The distance metric was utilized to assess how far each perturbation is from the original image. Cosine metrics were used with kernel width as 1/4 to measure the original image’s distance and perturbed images. A weighted linear model was used to explain the overall model. A coefficient was found for every superpixel in the picture that represents how solid the superpixels impact in the prediction of COVID-19 patients. Finally, top features were sorted in order to determine what are the most important superpixel. Here,
Figure 10 demonstrates the top four critical features.
Here
Figure 11, depicts the overall interpretability for image classification with LIME on chest X-ray images considering each step. The prediction was conducted using NasNetMobile.
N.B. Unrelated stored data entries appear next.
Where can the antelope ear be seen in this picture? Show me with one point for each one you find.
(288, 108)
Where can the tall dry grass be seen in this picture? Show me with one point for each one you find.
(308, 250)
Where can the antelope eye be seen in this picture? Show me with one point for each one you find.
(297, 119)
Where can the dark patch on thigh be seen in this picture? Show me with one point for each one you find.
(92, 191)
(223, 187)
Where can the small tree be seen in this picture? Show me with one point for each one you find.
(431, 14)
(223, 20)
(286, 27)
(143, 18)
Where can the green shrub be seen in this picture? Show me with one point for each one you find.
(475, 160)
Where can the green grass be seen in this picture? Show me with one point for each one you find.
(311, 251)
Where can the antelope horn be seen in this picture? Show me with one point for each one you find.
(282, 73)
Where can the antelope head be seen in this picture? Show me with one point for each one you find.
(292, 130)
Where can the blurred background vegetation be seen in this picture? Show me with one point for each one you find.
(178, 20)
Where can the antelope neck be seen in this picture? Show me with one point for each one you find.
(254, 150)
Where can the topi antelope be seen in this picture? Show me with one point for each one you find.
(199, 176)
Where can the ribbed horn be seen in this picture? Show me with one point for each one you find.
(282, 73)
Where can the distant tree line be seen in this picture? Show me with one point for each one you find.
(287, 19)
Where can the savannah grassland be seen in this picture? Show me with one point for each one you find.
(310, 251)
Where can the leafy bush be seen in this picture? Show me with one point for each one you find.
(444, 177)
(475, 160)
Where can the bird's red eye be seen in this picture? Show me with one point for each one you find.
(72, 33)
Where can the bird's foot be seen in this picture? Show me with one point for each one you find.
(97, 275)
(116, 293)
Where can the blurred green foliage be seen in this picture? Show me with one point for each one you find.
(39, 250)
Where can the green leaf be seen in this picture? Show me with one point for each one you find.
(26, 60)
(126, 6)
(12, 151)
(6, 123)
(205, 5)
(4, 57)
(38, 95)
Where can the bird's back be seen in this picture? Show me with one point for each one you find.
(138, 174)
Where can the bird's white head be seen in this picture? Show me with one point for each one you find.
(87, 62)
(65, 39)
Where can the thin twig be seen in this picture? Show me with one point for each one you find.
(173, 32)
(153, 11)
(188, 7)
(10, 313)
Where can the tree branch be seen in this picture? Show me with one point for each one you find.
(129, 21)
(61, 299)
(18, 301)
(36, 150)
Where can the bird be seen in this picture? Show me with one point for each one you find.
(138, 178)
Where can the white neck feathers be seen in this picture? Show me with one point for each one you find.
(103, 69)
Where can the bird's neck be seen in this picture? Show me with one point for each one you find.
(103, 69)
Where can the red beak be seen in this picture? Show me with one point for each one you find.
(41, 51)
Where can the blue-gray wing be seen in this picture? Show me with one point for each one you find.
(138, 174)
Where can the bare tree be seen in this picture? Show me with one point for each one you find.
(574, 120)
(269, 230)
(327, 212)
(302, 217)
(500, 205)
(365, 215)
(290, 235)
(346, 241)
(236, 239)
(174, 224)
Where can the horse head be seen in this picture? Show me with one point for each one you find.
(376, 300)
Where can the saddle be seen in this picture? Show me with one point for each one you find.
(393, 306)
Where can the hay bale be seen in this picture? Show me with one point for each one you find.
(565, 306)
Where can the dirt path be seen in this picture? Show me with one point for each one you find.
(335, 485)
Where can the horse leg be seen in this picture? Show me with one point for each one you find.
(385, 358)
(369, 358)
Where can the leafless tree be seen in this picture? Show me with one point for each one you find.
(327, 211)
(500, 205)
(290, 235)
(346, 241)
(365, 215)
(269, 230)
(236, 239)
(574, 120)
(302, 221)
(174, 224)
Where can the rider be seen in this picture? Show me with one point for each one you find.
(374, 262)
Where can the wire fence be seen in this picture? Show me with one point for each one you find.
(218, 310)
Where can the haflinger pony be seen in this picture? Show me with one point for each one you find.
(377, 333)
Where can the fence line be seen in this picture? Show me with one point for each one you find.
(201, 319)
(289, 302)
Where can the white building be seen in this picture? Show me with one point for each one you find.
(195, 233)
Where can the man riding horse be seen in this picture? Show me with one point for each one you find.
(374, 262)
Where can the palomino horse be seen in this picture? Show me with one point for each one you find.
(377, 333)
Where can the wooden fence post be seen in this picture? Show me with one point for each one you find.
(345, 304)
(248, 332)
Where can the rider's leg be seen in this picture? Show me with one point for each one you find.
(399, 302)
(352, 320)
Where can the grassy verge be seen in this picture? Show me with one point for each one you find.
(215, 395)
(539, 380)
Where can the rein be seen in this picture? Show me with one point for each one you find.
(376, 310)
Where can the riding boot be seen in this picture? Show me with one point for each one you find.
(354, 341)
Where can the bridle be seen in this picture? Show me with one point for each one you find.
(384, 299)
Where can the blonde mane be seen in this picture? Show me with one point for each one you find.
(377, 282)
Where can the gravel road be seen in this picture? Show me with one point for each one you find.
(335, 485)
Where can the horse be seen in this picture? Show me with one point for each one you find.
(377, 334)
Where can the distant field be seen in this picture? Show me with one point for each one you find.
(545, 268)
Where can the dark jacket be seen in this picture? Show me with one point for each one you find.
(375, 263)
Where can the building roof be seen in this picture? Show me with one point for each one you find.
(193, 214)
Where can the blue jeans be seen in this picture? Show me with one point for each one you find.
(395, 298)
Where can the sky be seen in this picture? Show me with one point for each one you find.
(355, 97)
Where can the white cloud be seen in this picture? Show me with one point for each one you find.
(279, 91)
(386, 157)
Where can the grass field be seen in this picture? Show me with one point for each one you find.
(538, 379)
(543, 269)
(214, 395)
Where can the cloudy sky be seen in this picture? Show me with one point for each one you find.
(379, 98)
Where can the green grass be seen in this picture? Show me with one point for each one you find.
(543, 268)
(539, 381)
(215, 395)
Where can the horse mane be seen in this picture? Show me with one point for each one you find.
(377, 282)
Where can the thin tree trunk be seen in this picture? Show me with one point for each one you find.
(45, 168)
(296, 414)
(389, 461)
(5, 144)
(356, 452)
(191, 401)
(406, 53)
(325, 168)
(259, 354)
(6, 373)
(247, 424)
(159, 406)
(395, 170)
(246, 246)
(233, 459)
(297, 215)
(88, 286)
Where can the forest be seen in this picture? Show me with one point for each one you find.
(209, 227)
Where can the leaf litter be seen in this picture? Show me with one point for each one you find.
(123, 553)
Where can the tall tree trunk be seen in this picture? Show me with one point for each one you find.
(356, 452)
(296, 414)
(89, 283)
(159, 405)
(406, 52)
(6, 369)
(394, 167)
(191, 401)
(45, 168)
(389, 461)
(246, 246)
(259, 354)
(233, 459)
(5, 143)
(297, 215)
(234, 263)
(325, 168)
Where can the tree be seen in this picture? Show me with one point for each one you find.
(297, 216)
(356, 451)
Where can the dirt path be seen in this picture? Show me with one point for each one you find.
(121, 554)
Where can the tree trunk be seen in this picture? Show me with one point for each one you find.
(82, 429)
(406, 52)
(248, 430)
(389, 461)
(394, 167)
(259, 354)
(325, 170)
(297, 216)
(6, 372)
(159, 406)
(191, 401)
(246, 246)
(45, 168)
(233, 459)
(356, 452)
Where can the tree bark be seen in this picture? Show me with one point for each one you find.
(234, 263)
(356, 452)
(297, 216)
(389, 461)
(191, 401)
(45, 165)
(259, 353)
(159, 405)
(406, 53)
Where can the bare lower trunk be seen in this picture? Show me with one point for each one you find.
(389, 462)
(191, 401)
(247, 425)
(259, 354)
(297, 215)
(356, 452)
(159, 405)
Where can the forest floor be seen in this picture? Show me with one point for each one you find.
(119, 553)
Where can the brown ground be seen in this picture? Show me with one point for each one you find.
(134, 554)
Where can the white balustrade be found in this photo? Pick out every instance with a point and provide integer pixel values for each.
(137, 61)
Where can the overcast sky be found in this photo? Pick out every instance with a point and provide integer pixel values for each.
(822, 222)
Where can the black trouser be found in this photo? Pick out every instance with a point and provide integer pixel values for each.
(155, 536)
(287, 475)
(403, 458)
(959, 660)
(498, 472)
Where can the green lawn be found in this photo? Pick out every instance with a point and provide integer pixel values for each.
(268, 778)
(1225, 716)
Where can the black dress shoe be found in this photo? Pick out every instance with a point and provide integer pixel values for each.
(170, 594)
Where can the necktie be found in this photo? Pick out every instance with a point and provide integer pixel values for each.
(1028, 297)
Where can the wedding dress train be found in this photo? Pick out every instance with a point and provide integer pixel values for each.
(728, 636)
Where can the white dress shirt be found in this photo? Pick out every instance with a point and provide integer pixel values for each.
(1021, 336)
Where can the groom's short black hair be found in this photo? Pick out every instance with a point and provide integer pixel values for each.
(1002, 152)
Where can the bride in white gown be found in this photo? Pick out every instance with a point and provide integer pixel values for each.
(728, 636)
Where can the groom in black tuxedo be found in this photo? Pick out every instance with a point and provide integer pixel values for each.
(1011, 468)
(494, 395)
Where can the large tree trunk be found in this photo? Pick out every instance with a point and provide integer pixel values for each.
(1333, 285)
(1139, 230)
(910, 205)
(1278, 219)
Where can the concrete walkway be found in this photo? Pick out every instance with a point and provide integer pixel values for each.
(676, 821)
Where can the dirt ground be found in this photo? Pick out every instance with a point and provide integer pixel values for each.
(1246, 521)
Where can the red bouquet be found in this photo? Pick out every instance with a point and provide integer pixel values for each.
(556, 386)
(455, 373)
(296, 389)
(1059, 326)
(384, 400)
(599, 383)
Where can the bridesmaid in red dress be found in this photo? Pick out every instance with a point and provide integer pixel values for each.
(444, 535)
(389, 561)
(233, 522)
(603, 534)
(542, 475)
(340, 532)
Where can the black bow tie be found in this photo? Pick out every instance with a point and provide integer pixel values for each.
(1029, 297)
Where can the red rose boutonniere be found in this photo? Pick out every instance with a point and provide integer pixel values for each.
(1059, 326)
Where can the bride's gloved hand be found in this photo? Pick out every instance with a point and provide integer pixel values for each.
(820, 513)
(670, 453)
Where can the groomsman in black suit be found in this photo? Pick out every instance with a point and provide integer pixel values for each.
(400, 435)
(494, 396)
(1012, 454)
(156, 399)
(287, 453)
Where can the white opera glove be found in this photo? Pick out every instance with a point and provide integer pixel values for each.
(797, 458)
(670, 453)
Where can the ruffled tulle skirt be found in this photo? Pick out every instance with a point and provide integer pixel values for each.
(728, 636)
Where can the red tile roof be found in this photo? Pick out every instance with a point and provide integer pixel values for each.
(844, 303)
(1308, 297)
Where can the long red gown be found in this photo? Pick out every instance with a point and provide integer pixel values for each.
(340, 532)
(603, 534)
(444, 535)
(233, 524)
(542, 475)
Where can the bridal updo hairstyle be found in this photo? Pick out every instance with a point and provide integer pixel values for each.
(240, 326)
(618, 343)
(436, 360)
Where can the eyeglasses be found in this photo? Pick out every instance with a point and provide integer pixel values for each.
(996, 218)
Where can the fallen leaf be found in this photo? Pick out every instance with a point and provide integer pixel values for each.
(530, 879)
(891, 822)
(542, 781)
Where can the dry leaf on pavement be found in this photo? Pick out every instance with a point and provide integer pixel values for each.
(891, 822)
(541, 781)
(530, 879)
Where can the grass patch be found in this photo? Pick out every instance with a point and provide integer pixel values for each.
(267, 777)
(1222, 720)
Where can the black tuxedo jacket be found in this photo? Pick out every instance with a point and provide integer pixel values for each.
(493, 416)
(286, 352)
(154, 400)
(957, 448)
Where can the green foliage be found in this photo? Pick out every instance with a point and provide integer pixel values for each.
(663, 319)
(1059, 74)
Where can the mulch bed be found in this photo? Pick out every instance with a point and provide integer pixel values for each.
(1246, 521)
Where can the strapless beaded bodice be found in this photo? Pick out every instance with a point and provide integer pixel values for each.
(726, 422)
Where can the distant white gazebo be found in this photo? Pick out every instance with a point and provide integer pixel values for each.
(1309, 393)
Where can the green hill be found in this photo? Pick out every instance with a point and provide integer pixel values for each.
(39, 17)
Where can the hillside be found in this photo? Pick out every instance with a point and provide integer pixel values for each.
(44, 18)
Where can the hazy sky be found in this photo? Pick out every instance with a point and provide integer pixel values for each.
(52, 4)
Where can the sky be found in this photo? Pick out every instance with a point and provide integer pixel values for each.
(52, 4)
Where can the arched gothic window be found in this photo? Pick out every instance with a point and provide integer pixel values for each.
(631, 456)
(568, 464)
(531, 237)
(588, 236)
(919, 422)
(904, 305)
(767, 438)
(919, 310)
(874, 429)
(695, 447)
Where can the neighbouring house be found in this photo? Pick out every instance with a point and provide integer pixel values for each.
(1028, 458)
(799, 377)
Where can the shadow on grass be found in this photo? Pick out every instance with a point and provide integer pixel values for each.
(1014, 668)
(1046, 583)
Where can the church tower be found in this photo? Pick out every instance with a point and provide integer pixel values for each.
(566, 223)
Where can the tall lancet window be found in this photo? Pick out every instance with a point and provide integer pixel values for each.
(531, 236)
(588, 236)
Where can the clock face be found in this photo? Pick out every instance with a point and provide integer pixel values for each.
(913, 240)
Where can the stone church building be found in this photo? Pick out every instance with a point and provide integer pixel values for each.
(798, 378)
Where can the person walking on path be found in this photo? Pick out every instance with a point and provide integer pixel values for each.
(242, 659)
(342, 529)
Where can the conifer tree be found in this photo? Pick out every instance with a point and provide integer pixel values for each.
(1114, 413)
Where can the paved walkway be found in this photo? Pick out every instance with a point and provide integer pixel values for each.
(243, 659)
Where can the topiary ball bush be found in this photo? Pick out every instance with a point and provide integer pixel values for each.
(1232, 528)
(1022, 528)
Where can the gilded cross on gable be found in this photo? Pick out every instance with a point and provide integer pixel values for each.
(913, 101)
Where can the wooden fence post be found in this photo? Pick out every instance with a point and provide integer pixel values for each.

In brief, based on the overall experiment, this study found that, among all eight deep learning models, MobileNetv2 and NasNetMobile performed better both on CT scan and chest X-ray image datasets. Additionally, all deep learning models performed well on the chest X-ray image dataset compared to CT scan images with an average 8% higher accuracy. This research addressed that existing deep learning approaches could be used along with RT-PCR testing as an alternative approach for detecting COVID-19 patients on a mixed datasets. The study results also revealed that, NasNetMobile can be used to identify COVID-19 patients both CT scan and chest X-ray images. Additionally, the proposed models detect the top features along with the predictions, which might assist the general practitioners to understand about the virus and the infectious regions.